Shares in the company, backed by Microsoft founder Bill Gates, surged 249% on its first trading day following its initial public offering in August. As of Wednesday’s close, the stock was 442% up on its IPO price of $16 per share at $86.85. The stock was priced at $100 per share in premarket hours on Thursday—525% up on its listing price.

Looking ahead. CureVac has been looking for a big pharma partner for months and it has finally found one in Bayer. In August, when asked about joining with a large drugmaker, Haas told newspaper Sueddeutsche Zeitung, “Yes, we are in talks. We cannot go it alone.” The agreement is similar to that struck between its German peer BioNTech and Pfizer. The University of Oxford went down the same route, joining forces with drugmaker AstraZeneca to speed up development, production and supply.

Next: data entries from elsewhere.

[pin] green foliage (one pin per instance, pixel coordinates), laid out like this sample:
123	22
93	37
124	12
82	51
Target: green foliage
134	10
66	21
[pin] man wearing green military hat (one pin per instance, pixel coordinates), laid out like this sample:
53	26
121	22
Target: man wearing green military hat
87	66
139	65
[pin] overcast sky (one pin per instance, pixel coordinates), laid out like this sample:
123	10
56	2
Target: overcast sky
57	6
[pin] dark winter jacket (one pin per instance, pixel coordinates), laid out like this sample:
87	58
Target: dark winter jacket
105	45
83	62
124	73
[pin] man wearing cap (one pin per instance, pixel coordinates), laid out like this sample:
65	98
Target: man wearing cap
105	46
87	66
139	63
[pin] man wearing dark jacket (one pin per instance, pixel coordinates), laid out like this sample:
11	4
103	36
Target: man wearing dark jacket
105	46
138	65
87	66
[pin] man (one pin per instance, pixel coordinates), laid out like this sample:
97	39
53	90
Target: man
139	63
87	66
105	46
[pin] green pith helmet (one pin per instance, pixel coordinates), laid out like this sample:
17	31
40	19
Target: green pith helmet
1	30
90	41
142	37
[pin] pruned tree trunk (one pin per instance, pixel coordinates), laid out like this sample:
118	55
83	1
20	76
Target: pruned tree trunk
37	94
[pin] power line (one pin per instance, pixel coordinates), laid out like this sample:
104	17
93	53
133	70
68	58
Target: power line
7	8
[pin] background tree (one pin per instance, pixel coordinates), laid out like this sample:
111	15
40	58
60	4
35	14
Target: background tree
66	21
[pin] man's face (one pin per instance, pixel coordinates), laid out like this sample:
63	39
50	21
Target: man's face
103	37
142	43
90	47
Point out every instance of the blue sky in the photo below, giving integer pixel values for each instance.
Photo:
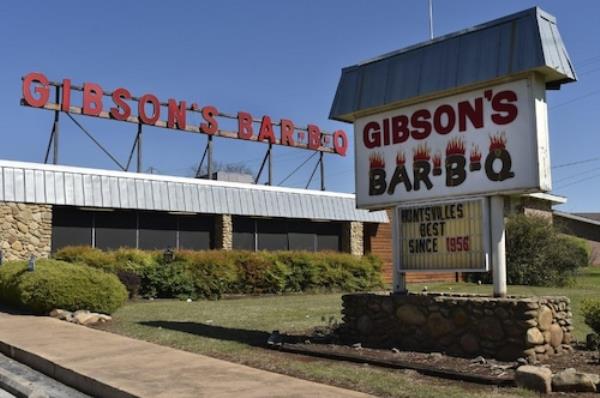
(280, 58)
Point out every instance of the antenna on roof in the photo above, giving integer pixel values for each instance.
(430, 19)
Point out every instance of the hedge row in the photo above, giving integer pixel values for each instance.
(57, 284)
(210, 274)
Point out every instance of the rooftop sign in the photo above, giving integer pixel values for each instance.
(121, 105)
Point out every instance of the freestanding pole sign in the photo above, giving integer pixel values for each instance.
(458, 122)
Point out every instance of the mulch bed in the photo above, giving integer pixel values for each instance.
(476, 370)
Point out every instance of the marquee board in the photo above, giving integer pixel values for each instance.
(443, 236)
(488, 141)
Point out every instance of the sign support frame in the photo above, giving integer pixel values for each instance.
(498, 246)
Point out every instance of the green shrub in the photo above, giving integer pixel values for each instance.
(87, 255)
(538, 254)
(590, 309)
(213, 273)
(168, 280)
(57, 284)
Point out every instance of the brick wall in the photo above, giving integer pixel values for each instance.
(25, 229)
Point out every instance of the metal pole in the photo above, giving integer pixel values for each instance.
(270, 182)
(431, 19)
(139, 148)
(399, 278)
(209, 156)
(322, 170)
(498, 246)
(56, 128)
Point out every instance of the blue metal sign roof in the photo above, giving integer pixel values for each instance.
(523, 42)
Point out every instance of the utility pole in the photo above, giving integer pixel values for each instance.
(430, 19)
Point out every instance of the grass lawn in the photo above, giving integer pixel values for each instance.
(233, 330)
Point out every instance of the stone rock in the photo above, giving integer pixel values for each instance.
(411, 315)
(491, 328)
(469, 343)
(86, 319)
(547, 335)
(460, 317)
(480, 360)
(569, 380)
(438, 326)
(63, 315)
(534, 378)
(102, 318)
(364, 325)
(534, 336)
(545, 318)
(556, 335)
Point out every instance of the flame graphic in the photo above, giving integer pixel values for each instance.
(400, 159)
(421, 152)
(475, 154)
(376, 161)
(498, 141)
(437, 160)
(456, 146)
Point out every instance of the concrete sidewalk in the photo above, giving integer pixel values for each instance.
(107, 365)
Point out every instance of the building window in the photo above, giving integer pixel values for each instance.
(158, 231)
(196, 232)
(145, 230)
(271, 235)
(115, 229)
(71, 226)
(244, 231)
(281, 234)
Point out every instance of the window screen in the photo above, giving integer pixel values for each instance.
(301, 236)
(272, 234)
(328, 236)
(71, 227)
(115, 229)
(158, 231)
(196, 232)
(243, 233)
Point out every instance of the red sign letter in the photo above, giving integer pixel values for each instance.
(42, 91)
(211, 126)
(314, 136)
(92, 94)
(245, 125)
(340, 147)
(266, 130)
(176, 114)
(119, 95)
(149, 99)
(287, 132)
(66, 96)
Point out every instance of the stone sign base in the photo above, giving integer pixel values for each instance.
(460, 324)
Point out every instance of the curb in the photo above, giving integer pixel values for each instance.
(18, 386)
(423, 369)
(82, 383)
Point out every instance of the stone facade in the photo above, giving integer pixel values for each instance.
(223, 232)
(353, 238)
(25, 229)
(460, 324)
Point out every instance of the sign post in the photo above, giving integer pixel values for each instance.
(498, 245)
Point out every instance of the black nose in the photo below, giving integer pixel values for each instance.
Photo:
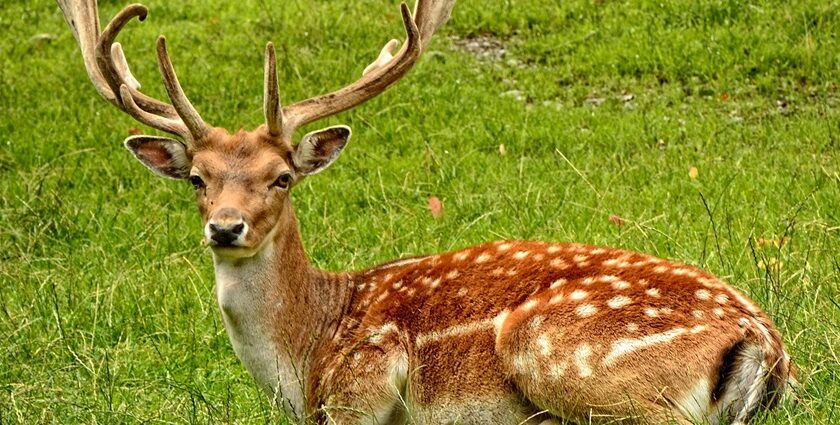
(224, 235)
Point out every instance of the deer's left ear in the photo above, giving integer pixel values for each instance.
(318, 149)
(166, 157)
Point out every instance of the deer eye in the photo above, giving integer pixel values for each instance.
(197, 182)
(283, 181)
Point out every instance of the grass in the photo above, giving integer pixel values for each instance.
(108, 313)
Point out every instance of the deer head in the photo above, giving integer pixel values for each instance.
(242, 180)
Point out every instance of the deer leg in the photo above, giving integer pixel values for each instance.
(366, 384)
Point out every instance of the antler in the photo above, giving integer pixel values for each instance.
(110, 74)
(387, 69)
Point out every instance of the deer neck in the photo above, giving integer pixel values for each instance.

The agreement may prove a welcome boost to Bayer’s stock, which has been plagued by legal problems in recent years, most notably through legal liabilities it inherited in buying agrochemical company Monsanto in 2018.

The partnership is clearly beneficial for CureVac and the mass production and distribution of its vaccine, if approved—particularly through Bayer’s access to the international market and its supply chain. The company’s candidate, unlike BioNTech and Pfizer’s, can be stored at standard refrigerator temperatures for at least three months, making it easier to store and transport.

The next stage will be the vaccine’s potential approval, which should send the shares higher still.